When an e-commerce platform makes available products or services, the iFrames of which cannot be directly integrated within video content, it is possible to integrate the products or services with this type of iFrame in a dedicated store to enable the iFrame to be played in full, without leaving the video (otherwise this could be considered click and buy).
It should be noted that the data integrated and therefore duplicated in the algorithm (e.g., over 500 million products—images, texts, videos) can require huge servers and enormous computing times (recognition, linking, recording). An algorithm can then be devised to link the video's publication date with a product's market release date. This has the effect of removing the quantities of searches by the algorithm for products hosted by eCommerce platforms.
Of course, the present disclosure is not limited to the examples that have just been described, and many other embodiments may be envisaged without departing from the scope of this invention.
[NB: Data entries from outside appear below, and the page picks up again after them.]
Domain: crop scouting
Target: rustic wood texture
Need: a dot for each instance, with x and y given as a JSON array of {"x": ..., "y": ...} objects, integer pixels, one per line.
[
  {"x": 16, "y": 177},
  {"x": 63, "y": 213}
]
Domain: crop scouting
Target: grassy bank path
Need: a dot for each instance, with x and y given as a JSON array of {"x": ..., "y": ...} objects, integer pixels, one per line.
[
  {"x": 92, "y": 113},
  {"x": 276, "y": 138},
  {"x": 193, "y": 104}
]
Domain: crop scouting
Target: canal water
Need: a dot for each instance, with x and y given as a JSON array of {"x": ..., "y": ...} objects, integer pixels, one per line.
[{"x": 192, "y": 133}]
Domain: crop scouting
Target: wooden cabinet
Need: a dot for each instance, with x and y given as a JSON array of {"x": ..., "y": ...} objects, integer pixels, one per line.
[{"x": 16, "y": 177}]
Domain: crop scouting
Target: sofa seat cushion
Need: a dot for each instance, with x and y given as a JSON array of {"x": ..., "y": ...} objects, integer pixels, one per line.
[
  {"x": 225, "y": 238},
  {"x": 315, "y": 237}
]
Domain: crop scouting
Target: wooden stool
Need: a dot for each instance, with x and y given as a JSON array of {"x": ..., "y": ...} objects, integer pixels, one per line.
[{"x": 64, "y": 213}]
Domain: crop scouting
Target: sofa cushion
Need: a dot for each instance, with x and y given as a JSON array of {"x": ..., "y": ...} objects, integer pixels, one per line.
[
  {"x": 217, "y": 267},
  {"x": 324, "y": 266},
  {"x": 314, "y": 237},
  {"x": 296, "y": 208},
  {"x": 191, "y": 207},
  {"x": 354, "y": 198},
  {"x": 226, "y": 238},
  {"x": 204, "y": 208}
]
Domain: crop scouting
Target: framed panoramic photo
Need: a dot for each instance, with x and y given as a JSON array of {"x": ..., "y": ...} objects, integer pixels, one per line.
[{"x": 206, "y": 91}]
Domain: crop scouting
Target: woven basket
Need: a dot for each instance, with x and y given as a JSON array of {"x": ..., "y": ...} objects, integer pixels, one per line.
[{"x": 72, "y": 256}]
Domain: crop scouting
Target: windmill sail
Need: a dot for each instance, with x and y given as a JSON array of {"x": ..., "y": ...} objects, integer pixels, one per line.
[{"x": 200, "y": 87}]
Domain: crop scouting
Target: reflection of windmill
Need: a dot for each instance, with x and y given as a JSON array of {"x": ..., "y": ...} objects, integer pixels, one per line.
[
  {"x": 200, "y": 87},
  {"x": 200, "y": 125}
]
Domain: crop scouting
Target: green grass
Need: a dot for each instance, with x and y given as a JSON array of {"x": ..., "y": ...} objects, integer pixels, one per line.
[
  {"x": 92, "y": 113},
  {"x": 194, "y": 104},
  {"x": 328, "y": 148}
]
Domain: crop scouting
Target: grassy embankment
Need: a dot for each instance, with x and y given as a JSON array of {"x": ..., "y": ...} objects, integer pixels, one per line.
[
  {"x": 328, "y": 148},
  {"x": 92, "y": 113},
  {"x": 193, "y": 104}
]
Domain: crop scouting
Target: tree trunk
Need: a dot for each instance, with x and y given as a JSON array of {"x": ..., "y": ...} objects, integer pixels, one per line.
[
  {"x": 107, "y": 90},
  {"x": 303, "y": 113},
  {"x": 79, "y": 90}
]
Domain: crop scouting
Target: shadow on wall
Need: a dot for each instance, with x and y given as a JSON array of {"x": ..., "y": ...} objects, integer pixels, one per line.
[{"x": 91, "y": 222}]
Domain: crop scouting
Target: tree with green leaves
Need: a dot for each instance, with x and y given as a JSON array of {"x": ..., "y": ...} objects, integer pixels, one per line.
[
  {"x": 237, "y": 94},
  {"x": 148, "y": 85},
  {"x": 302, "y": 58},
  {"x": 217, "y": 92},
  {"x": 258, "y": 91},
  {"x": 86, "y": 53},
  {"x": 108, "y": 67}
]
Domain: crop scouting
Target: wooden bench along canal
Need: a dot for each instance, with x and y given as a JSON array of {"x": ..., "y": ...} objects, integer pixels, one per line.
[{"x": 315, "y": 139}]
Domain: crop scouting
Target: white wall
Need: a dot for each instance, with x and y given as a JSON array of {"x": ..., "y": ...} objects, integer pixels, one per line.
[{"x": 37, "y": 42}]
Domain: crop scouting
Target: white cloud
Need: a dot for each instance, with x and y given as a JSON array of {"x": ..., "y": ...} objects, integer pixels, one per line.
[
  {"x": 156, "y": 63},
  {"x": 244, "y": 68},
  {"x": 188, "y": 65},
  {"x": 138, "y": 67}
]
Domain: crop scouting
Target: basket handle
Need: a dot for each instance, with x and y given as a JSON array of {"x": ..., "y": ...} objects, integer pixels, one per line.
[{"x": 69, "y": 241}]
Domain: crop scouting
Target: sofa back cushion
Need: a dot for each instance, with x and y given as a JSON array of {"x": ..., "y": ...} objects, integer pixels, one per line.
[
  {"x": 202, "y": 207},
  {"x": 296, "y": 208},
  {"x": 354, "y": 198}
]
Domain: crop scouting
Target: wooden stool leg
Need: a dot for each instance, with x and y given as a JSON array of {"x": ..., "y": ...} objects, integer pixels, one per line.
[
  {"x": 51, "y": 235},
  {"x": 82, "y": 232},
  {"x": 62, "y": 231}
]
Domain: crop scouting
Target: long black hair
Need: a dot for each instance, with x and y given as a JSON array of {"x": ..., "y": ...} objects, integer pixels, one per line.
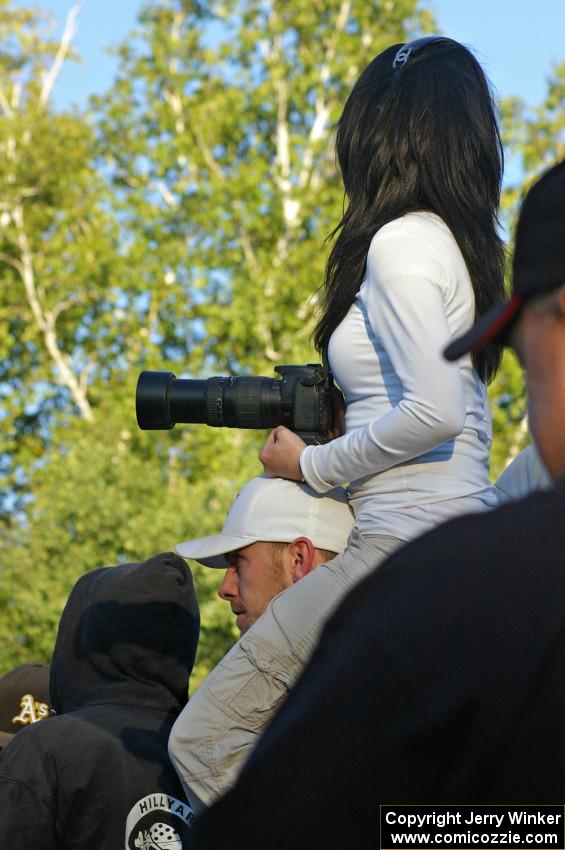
[{"x": 422, "y": 136}]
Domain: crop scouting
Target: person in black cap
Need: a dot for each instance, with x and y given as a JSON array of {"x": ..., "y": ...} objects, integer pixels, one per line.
[
  {"x": 97, "y": 776},
  {"x": 24, "y": 699},
  {"x": 441, "y": 677}
]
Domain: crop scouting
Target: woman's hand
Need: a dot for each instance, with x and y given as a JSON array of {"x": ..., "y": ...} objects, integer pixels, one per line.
[{"x": 280, "y": 454}]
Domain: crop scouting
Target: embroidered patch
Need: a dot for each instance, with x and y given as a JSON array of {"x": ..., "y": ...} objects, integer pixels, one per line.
[{"x": 159, "y": 822}]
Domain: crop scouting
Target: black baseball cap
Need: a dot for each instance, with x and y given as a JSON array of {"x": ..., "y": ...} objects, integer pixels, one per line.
[
  {"x": 24, "y": 699},
  {"x": 538, "y": 265}
]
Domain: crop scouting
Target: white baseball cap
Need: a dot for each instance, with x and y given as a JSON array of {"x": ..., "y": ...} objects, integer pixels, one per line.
[{"x": 276, "y": 510}]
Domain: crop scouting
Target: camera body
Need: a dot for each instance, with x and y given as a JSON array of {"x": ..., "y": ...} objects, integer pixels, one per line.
[{"x": 300, "y": 399}]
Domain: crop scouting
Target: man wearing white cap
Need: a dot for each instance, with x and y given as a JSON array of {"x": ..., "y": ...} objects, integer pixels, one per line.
[{"x": 276, "y": 532}]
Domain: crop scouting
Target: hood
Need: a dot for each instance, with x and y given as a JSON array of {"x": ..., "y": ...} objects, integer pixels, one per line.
[{"x": 128, "y": 634}]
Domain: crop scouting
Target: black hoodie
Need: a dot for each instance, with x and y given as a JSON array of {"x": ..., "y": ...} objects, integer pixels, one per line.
[{"x": 97, "y": 775}]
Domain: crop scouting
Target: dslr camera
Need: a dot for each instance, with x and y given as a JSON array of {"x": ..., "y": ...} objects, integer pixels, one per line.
[{"x": 300, "y": 399}]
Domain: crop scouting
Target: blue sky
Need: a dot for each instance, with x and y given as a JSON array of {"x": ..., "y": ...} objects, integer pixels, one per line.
[{"x": 517, "y": 41}]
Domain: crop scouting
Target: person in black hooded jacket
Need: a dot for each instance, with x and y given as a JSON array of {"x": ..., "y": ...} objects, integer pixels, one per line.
[{"x": 97, "y": 775}]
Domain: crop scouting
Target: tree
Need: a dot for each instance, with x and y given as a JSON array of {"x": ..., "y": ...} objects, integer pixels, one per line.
[
  {"x": 180, "y": 226},
  {"x": 534, "y": 140}
]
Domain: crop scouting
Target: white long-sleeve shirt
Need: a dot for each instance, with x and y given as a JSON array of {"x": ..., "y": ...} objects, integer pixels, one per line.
[{"x": 417, "y": 429}]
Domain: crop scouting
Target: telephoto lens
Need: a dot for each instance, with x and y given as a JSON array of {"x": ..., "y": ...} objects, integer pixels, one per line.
[
  {"x": 162, "y": 400},
  {"x": 300, "y": 399}
]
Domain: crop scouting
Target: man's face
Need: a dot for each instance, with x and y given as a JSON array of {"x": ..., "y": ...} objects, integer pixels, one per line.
[
  {"x": 255, "y": 574},
  {"x": 539, "y": 341}
]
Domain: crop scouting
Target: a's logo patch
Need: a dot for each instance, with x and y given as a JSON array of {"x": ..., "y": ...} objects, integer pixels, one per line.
[
  {"x": 159, "y": 822},
  {"x": 32, "y": 710}
]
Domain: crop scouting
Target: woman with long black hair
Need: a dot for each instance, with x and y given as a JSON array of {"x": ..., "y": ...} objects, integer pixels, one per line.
[{"x": 416, "y": 259}]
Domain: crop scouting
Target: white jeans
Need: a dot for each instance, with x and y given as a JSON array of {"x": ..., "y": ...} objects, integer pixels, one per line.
[{"x": 217, "y": 729}]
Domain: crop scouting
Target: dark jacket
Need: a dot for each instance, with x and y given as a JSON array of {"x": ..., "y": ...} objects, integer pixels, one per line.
[
  {"x": 97, "y": 776},
  {"x": 440, "y": 679}
]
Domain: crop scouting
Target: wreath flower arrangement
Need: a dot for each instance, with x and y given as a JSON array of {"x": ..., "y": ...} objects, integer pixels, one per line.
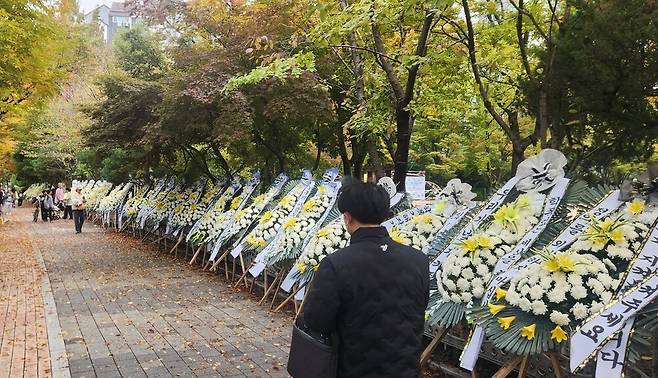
[
  {"x": 271, "y": 221},
  {"x": 213, "y": 222},
  {"x": 296, "y": 228},
  {"x": 465, "y": 273},
  {"x": 547, "y": 300}
]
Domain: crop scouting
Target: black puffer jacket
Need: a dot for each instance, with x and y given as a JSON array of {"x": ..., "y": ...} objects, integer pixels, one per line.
[{"x": 373, "y": 294}]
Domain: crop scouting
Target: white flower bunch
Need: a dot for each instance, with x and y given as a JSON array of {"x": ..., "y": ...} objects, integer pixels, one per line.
[
  {"x": 113, "y": 200},
  {"x": 296, "y": 228},
  {"x": 326, "y": 241},
  {"x": 165, "y": 204},
  {"x": 465, "y": 273},
  {"x": 34, "y": 190},
  {"x": 96, "y": 194},
  {"x": 566, "y": 288},
  {"x": 213, "y": 222},
  {"x": 421, "y": 229},
  {"x": 242, "y": 219},
  {"x": 132, "y": 206},
  {"x": 271, "y": 221},
  {"x": 187, "y": 209},
  {"x": 616, "y": 239}
]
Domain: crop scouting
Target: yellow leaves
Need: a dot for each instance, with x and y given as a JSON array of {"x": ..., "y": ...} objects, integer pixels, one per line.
[
  {"x": 529, "y": 331},
  {"x": 505, "y": 322},
  {"x": 495, "y": 309},
  {"x": 558, "y": 334}
]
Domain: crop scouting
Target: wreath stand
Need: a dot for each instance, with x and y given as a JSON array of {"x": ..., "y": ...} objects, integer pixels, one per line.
[
  {"x": 196, "y": 254},
  {"x": 520, "y": 362}
]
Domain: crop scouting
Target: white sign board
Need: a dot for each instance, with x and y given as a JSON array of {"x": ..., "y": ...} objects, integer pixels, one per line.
[{"x": 415, "y": 185}]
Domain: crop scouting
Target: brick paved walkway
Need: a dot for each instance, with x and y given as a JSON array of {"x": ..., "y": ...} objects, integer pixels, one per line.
[
  {"x": 125, "y": 310},
  {"x": 24, "y": 342}
]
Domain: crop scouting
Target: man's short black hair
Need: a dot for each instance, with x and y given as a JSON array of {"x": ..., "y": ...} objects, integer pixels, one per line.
[{"x": 368, "y": 203}]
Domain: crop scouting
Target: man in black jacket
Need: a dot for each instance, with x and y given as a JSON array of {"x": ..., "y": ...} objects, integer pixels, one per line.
[{"x": 372, "y": 294}]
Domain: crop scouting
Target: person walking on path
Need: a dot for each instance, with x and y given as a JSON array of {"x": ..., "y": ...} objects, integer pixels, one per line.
[
  {"x": 372, "y": 294},
  {"x": 59, "y": 195},
  {"x": 68, "y": 205},
  {"x": 78, "y": 201},
  {"x": 9, "y": 201},
  {"x": 46, "y": 206}
]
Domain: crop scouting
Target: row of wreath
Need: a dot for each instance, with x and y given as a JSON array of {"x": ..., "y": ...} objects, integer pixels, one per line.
[{"x": 544, "y": 261}]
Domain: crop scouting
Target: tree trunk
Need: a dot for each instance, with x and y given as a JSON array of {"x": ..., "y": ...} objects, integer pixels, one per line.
[
  {"x": 403, "y": 122},
  {"x": 375, "y": 159},
  {"x": 317, "y": 159}
]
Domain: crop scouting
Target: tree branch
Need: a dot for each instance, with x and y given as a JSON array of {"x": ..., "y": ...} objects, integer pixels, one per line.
[
  {"x": 532, "y": 19},
  {"x": 392, "y": 77},
  {"x": 421, "y": 51},
  {"x": 476, "y": 73},
  {"x": 368, "y": 50},
  {"x": 523, "y": 43}
]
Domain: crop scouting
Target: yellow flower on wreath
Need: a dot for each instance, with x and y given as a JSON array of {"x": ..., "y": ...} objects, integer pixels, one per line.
[
  {"x": 495, "y": 309},
  {"x": 560, "y": 262},
  {"x": 255, "y": 242},
  {"x": 500, "y": 293},
  {"x": 558, "y": 334},
  {"x": 287, "y": 200},
  {"x": 439, "y": 207},
  {"x": 310, "y": 204},
  {"x": 266, "y": 216},
  {"x": 289, "y": 223},
  {"x": 529, "y": 331},
  {"x": 426, "y": 218},
  {"x": 635, "y": 207},
  {"x": 323, "y": 232},
  {"x": 396, "y": 235},
  {"x": 507, "y": 214},
  {"x": 506, "y": 322},
  {"x": 470, "y": 244}
]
In particular, the number of recognizable elements and capsules that can be integrated into enriched video content is only limited by the capacity and power of the computer servers used.
1. A method for enriching initial video content, comprising the following steps:
playing the initial video content and recognizing predetermined elements in the initial video content;
classifying the recognized predetermined elements;
searching for and selecting digital resources and/or services associated with the recognized and classified predetermined elements;
creating one or more capsules associated with each recognized and classified predetermined element, the capsules containing the selected digital resources and/or services; and
integrating the created one or more capsules into the initial video content to form enriched video content for transmission via a communication network to electronic communication equipment equipped with a touch screen; and
wherein the enriched video content displays, in response to a selection of an element being viewed on the touch screen, a capsule icon, selection of the icon providing access to the content of the capsule.
2. The method of claim 1, wherein each of recognizing the predetermined elements and the classifying of the recognized predetermined elements implement artificial intelligence.
3. The method of claim 2, further comprising creating tactile selection zones in the enriched video content, each tactile selection zone being associated with one or more selected elements to which one or more capsules have been associated, so that a tactile action on one of the tactile selection zones causes a capsule associated with the one of the tactile selection zones to be displayed.
4. The method of claim 3, wherein creating the one or more capsules comprises including an additional video in the one or more capsules.
5. The method of claim 4, wherein creating the one or more capsules comprises including an online store in the one or more capsules.
6. The method of claim 5, wherein creating the one or more capsules comprises including a viewable document in the one or more capsules.
7. A service platform for video content creators, implementing the method according to claim 1, the service platform comprising a video player equipped with an identification/authentication device and connected to a database, the video player implementing a set of artificial intelligence algorithms designed to recognize elements in an initial video content, classify the elements thus recognized and create capsules associated with each recognized element and designed to be inserted into the initial video content.
8. The service platform according to claim 7, wherein the content of the capsules thus created are retrieved by accessing a Cloud or, via digital networks or the Web, marketplaces as well as content platforms.
9. The service platform of claim 8, wherein the service platform is a service as a software application.
10. The method of claim 1, wherein creating the one or more capsules comprises including an additional video in the one or more capsules.
11. The method of claim 1, wherein creating the one or more capsules comprises including an online store in the one or more capsules.
12. The method of claim 1, wherein creating the one or more capsules comprises including a viewable document in the one or more capsules.